In August 2016, the Ninth Circuit Court of Appeals held that federal judges should uphold this provision in the appropriations act by halting prosecutions of people using marijuana legally based on their state’s laws. In simple terms, Congress has effectively prohibited federal prosecution of marijuana users whose actions comply with all relevant state medical marijuana laws – despite the blanket federal prohibition of marijuana.

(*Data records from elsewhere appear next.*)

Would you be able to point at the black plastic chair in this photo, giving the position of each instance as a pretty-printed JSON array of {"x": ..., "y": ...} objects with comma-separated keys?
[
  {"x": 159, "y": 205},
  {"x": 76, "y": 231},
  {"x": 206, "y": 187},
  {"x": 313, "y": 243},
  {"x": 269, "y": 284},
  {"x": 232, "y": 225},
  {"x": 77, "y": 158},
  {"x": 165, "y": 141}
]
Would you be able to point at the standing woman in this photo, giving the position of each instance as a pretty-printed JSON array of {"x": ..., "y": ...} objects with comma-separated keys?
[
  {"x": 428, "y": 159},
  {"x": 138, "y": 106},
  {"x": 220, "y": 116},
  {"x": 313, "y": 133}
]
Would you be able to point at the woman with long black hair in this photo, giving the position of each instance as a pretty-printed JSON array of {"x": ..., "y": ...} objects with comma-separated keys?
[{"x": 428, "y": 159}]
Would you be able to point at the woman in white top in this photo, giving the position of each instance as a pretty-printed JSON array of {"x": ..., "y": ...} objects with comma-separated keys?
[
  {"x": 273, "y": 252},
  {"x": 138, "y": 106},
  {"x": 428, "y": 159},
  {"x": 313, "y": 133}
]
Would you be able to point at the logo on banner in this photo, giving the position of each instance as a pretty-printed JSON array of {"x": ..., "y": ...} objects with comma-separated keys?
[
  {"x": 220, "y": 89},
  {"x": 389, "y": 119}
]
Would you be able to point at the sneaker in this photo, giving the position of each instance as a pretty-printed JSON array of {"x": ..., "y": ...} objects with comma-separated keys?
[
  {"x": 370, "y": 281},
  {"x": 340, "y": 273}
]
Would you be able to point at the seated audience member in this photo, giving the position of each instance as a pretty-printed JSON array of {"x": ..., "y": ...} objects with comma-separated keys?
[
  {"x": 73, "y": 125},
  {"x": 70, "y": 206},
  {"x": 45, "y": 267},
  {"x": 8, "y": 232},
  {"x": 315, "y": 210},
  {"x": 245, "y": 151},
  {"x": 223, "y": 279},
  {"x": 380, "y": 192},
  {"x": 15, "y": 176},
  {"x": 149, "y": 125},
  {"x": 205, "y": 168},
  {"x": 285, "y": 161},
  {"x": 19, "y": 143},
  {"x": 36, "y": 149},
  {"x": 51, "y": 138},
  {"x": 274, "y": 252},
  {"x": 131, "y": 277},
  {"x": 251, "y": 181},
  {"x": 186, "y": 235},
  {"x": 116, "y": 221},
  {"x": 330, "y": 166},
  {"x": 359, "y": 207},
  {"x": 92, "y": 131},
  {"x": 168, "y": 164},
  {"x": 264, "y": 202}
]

We’ve also seen moves on Capitol Hill to further relax federal law relating to medical marijuana. Last March, Rep. Earl Blumenauer (D-Ore.) introduced the Veterans Equal Access Act. The legislation would authorize VA physicians and other healthcare providers to offer recommendations and opinions regarding the use of medical marijuana to veterans who live in medical marijuana states. The VA currently prohibits any recommendations relating to medicinal cannabis in conformity with federal law.

And now we have Schumer’s proposal to remove cannabis from the list of controlled substances.

Granted, these are mere cracks in the dam. Federal marijuana prohibition remains firmly in place – at least in theory. But these cracks show a shift in federal policy – a shift that would have never been possible without the state action that preceded it. It’s only a matter of time before the dam completely crumbles.

This confirms the power of a state, local, and even individual nullification strategies. State and local actions bubble up through the political system. Congress would have never acted if states hadn’t taken action first. It was California’s willingness to simply ignore the federal law in 1996 and go its own way that set all of this in motion. It was other states following California’s lead until more than half of them had legalized medicinal cannabis that made congressional action happen.

Most importantly, it was the will of the people that drove this change. People demanded marijuana legalization and supported the idea by simply ignoring the law long before there was any legislative action.

The lesson: you are far more likely to change D.C. by changing Sacramento, or Baton Rouge or Albany than you are by direct action inside the Beltway. As the saying goes,”The proof is in the pudding.”